Does Pannell bother to point out to BBC audiences – and al Ghossein – that the Gaza Strip has not been under “Israeli occupation” for nine years? In light of that fact, does he dig deeper in order to give viewers some sort of insight as to how Hamas defines ‘occupation’ and which geographical areas its definition actually includes? Does he pick up on the glaring aberration of an internationally designated terrorist organization – which has targeted Israeli civilians with thousands of military grade missiles for fourteen years and sent dozens of suicide bombers to carry out carnage in Israeli cafes, shopping malls and buses – lecturing BBC viewers on “ethics”? The answer to all those questions is of course no. Instead, Pannell allows al Ghossein a platform from which to cynically commandeer the language of human rights, turning a violent, antisemitic terrorist organization into a popular movement for “freedom”.
Pannell then tries to steer al Ghossein towards expatiation of Hamas’ pre-ceasefire demands – a theme we have seen being advanced repeatedly in BBC coverage in recent days.
“So let’s talk about those objectives. What are the key demands of Hamas? You say that you will abide by a humanitarian truce during Eid. The implication is you will resume the conflict after that until you get – what?”
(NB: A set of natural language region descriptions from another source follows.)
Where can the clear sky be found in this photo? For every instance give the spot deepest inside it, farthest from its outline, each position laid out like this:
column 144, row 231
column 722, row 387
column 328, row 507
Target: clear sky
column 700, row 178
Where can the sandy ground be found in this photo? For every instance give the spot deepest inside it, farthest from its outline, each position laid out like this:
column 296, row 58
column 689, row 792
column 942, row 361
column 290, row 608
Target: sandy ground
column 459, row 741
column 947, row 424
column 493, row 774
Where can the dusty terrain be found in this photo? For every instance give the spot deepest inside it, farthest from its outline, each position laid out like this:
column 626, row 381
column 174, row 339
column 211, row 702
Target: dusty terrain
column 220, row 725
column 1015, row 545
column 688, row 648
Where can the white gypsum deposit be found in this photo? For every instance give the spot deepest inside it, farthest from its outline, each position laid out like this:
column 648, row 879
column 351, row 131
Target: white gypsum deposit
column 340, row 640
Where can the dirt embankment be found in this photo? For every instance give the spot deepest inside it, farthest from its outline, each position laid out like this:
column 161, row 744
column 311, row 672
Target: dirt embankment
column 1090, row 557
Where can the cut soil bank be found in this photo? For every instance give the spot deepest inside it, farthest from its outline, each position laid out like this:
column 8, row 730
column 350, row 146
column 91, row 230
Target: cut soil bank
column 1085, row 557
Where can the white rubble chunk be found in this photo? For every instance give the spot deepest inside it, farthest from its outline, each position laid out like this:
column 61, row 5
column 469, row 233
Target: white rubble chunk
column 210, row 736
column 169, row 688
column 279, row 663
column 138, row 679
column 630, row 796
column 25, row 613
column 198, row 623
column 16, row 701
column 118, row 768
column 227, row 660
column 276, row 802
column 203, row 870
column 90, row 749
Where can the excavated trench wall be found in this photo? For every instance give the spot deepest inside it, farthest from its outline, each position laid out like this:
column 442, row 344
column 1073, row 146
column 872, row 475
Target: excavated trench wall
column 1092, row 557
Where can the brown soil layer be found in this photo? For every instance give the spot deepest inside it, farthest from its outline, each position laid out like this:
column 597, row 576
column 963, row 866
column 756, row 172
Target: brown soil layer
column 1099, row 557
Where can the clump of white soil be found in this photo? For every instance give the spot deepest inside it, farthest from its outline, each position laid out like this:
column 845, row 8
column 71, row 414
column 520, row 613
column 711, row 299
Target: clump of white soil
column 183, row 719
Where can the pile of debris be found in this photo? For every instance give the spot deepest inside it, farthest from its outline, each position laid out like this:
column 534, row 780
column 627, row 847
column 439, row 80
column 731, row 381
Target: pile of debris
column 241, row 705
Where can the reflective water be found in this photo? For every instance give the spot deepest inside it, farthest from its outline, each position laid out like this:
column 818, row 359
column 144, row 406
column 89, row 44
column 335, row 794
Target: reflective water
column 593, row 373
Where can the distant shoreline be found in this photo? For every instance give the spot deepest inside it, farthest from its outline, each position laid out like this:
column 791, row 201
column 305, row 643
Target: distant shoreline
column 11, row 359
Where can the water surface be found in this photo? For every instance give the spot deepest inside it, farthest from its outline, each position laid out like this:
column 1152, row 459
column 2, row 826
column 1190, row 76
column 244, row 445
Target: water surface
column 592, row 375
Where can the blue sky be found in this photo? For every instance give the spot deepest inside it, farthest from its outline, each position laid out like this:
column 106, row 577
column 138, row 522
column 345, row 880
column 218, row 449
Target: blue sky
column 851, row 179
EaG: “Well the problem is in the Israelis who are keeping to kill us. Not us. They started this war and they continue…”
Pannell interrupts, but not to clarify to audiences that al Ghossein’s version of events is inaccurate and untrue. Instead, Pannell is looking for advancement of his selected theme.
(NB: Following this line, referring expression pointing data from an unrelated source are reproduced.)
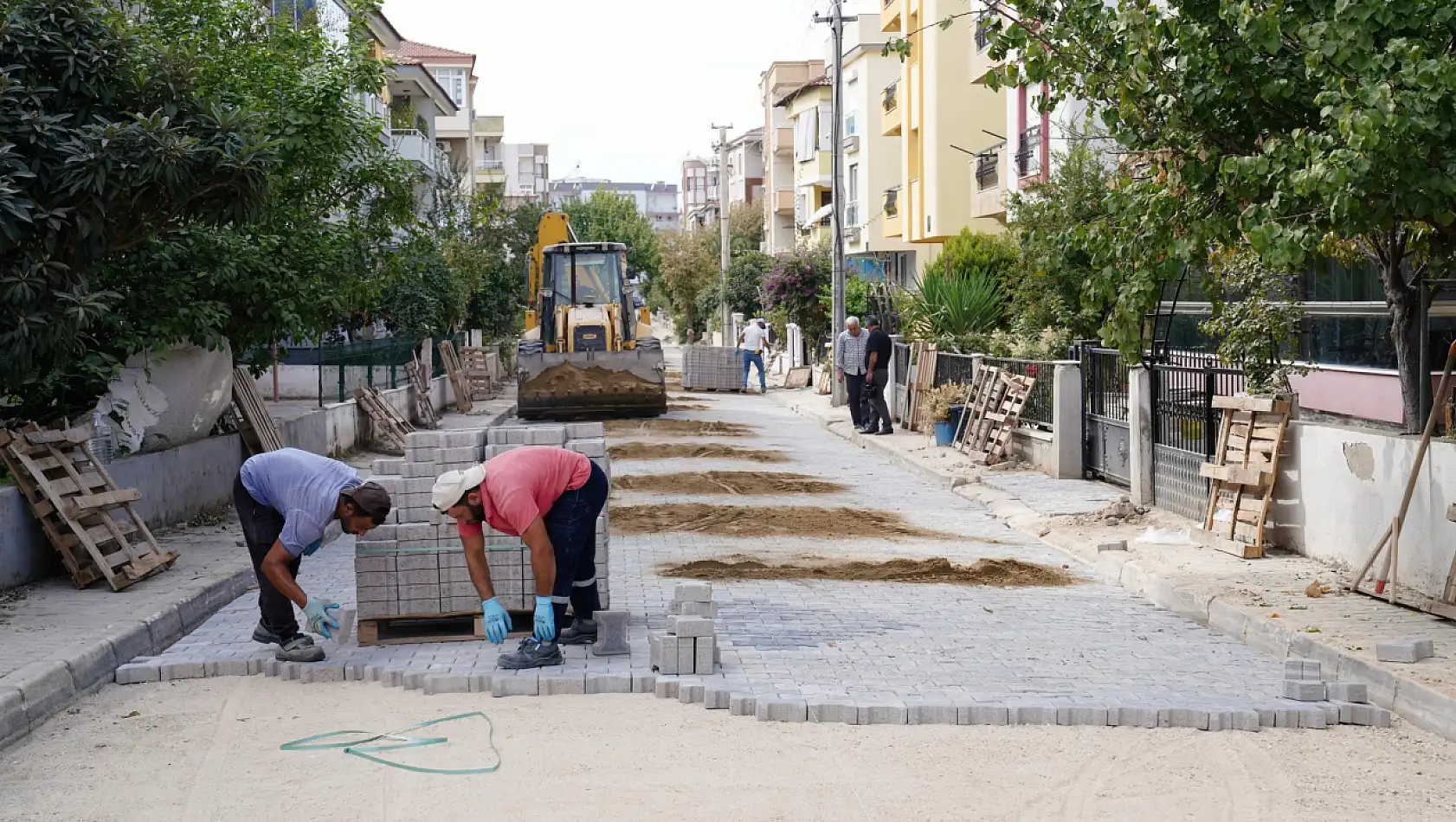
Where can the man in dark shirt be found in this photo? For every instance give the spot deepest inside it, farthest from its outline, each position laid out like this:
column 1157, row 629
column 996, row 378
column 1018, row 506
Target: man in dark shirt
column 877, row 376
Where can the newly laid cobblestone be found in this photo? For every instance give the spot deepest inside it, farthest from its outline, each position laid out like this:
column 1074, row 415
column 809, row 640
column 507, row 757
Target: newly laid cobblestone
column 820, row 651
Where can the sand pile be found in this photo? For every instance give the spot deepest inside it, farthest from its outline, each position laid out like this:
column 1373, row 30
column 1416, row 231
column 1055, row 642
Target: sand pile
column 680, row 450
column 737, row 521
column 1002, row 574
column 727, row 482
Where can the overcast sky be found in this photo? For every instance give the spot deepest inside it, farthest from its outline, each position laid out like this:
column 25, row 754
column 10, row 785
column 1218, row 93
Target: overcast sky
column 623, row 87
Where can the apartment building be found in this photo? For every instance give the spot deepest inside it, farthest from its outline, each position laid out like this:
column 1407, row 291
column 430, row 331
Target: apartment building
column 779, row 232
column 746, row 169
column 699, row 192
column 655, row 201
column 943, row 124
column 871, row 162
column 527, row 170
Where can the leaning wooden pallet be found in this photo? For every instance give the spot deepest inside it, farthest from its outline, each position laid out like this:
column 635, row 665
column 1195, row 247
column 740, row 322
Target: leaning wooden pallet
column 1244, row 469
column 389, row 427
column 255, row 424
column 420, row 382
column 476, row 365
column 74, row 497
column 456, row 373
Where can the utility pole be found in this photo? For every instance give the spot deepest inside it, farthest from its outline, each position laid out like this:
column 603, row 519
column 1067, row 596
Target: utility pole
column 723, row 228
column 836, row 22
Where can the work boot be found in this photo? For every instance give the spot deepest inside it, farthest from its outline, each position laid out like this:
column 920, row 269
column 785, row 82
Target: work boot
column 532, row 653
column 581, row 632
column 299, row 649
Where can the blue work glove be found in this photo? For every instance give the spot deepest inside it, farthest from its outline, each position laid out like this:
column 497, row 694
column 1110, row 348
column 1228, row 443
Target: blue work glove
column 497, row 621
column 544, row 620
column 318, row 614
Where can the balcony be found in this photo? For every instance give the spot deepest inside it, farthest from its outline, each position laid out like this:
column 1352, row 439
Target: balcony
column 491, row 125
column 1028, row 153
column 892, row 119
column 783, row 141
column 892, row 209
column 783, row 201
column 892, row 16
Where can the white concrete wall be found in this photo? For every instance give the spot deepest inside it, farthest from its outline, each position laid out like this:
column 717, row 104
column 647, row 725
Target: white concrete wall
column 1341, row 486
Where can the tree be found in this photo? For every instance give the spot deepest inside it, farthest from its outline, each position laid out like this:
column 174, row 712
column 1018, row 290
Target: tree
column 1280, row 124
column 104, row 145
column 610, row 217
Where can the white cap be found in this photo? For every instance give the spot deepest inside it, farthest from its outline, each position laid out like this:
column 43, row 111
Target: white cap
column 450, row 486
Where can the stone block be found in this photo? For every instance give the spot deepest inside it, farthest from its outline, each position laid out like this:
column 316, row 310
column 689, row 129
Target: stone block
column 1092, row 716
column 1304, row 690
column 134, row 672
column 781, row 710
column 693, row 593
column 982, row 715
column 691, row 626
column 743, row 704
column 514, row 684
column 1351, row 713
column 1347, row 691
column 932, row 713
column 1405, row 651
column 883, row 713
column 705, row 653
column 558, row 684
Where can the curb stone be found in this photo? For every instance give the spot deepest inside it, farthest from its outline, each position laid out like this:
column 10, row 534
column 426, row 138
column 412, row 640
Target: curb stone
column 1408, row 698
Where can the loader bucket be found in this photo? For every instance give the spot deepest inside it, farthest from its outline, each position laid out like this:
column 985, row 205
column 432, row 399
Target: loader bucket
column 593, row 384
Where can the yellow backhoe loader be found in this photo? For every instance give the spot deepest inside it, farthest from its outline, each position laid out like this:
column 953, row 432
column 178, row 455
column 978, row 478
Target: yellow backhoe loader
column 587, row 352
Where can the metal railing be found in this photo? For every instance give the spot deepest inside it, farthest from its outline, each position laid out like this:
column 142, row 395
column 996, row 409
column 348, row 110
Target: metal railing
column 988, row 168
column 1028, row 156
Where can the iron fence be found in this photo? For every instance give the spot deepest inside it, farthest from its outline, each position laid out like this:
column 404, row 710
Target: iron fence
column 1037, row 412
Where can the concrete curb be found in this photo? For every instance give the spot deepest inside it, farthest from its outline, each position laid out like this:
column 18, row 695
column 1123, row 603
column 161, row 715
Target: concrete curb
column 34, row 693
column 1417, row 703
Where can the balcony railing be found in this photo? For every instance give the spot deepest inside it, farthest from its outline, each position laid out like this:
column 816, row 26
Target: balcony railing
column 988, row 168
column 1028, row 155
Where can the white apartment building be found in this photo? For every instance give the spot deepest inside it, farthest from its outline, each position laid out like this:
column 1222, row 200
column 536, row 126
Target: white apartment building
column 783, row 77
column 655, row 201
column 871, row 160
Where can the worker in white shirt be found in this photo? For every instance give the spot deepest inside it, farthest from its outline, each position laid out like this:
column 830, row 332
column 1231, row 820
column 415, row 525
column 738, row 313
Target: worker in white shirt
column 753, row 339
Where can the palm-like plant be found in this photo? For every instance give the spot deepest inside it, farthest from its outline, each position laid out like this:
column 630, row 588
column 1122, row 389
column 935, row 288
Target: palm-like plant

“But the objectives that would lead to the Palestinian factions and the Palestinian people saying enough…”
EaG: “Well…err…nobody will tell the Palestinians to stop defending themselves. The problem is the Israelis who are continuing to kill my people. And so I’m telling you…”
Pannell still hasn’t got what he came for.
“I’m just keen to know…yeah…what is it that you actually want now?”
Finally, al Ghossein responds to Pannell’s repeated prompts and the buzz words arrive.
EaG: “The solution is easy. We’re talking about two million people living in a big jail. 140 square miles with…err…no borders, with no products, with no electricity. There is no life. It’s a slow death since eight years. What we are looking for is lifting the siege, opening the borders and this is actually our rights. We shouldn’t get with all this blood. We should get it without anything but the problem is unfair international community that keep in silence since eight years in front of them.”
Predictably, Pannell makes no effort to ask his interviewee why – if it is so concerned about conditions in the Gaza Strip – Hamas initiated, carried out, allowed and facilitated the terrorism in the territory under its control which brought upon the population there the implementation of border restrictions by both Israel and Egypt in order to protect their own civilians. Neither does Pannell bother to enquire whether – in the event of the lifting of border restrictions – Hamas will rearm with the help of its foreign sponsors Iran and Qatar and continue to carry out terrorism against its neighbouring countries. He goes on:
“Are you any closer to achieving those aims now than you were one month ago?”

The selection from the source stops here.